37. These ideas are offered as an early contribution to how to resolve the obvious conflict between Mandatory Greening in pillar 1 and existing Pillar 2 environmental Stewardship schemes. Because each Member State has gone about their approach to agri-environment in different ways, it is too early to say how practical the above ideas are for other Member States. Indeed we have not even explored how they fit the new Glastir Scheme in Wales.

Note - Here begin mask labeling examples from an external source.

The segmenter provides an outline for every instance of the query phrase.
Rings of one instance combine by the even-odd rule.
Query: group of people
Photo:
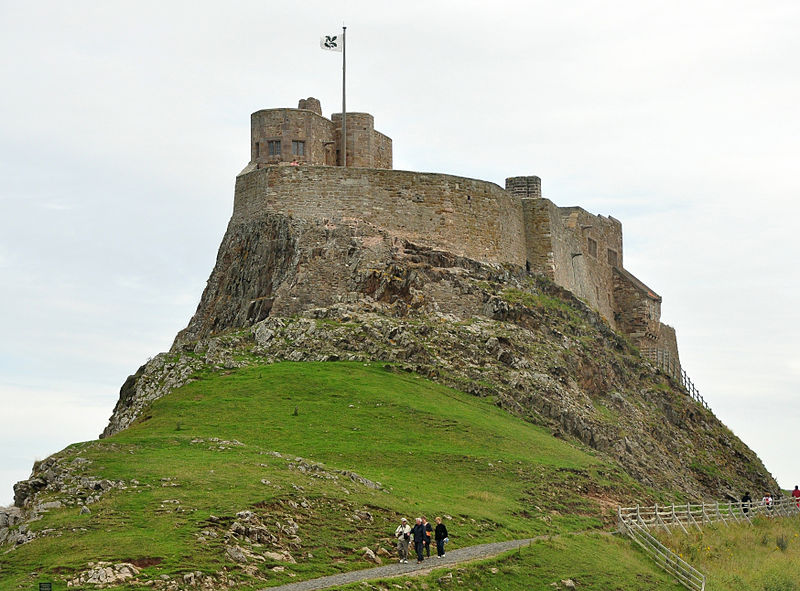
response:
[[[408,547],[412,540],[414,551],[417,553],[417,563],[423,561],[423,553],[427,551],[428,558],[431,557],[431,533],[436,541],[436,557],[444,557],[444,545],[450,541],[447,536],[447,527],[442,523],[442,518],[436,518],[436,528],[431,527],[425,516],[415,519],[414,527],[408,524],[408,520],[403,517],[400,525],[394,530],[394,537],[397,538],[397,552],[400,554],[400,562],[408,562]]]
[[[792,491],[792,498],[794,499],[797,506],[800,508],[800,487],[795,486],[794,490]],[[742,511],[747,513],[750,510],[750,505],[752,504],[753,499],[750,497],[750,493],[744,493],[742,497]],[[765,506],[767,509],[772,509],[773,498],[771,493],[766,493],[764,497],[761,499],[761,504]]]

38. It quickly becomes evident that another principle has to be debated. Does it matter if different territories implement the Greening in different ways? The Commission’s approach is to try to define ‘simple and common ways to be applied across all the regions and territories. Yet this is immediately criticised as being clumsy and unsuited to many farming systems and structures. It needs better targeting. If we then explore the possibility of each Member State or region defining its own alternative to Mandatory Greening the criticism will be that some farmers are apparently having to do more environmental work for their Greening payments than others. Can simple common measures really work across the huge variety of climate, soils, farming systems, farming structures and societal demands found in the EU?

November 2011

[1] This is the replacement concept for what we currently call Less Favoured Areas. ANCs are intended to be more objectively evidence-based using nine biophysical criteria (soil type, temperature, altitude, slope etc). It suffers the same defect of LFA that it focuses on what these areas are not well suited for (growing agricultural crops) rather than on the environmental services for which they may well have a comparative advantage! Unfortunately the CLA has managed to get no traction for this fundamental rethink of support to Europe’s marginal areas.

[2] Source European Court of Auditors Report (October 2011).

[3] This assumes roughly the same scale of resource for agri -environment in Pillar 2, plus 30% of the Pillar 1 Direct Payment ceilings for the EU27 (€42.7billion x 0.3 = €12.8b per annum).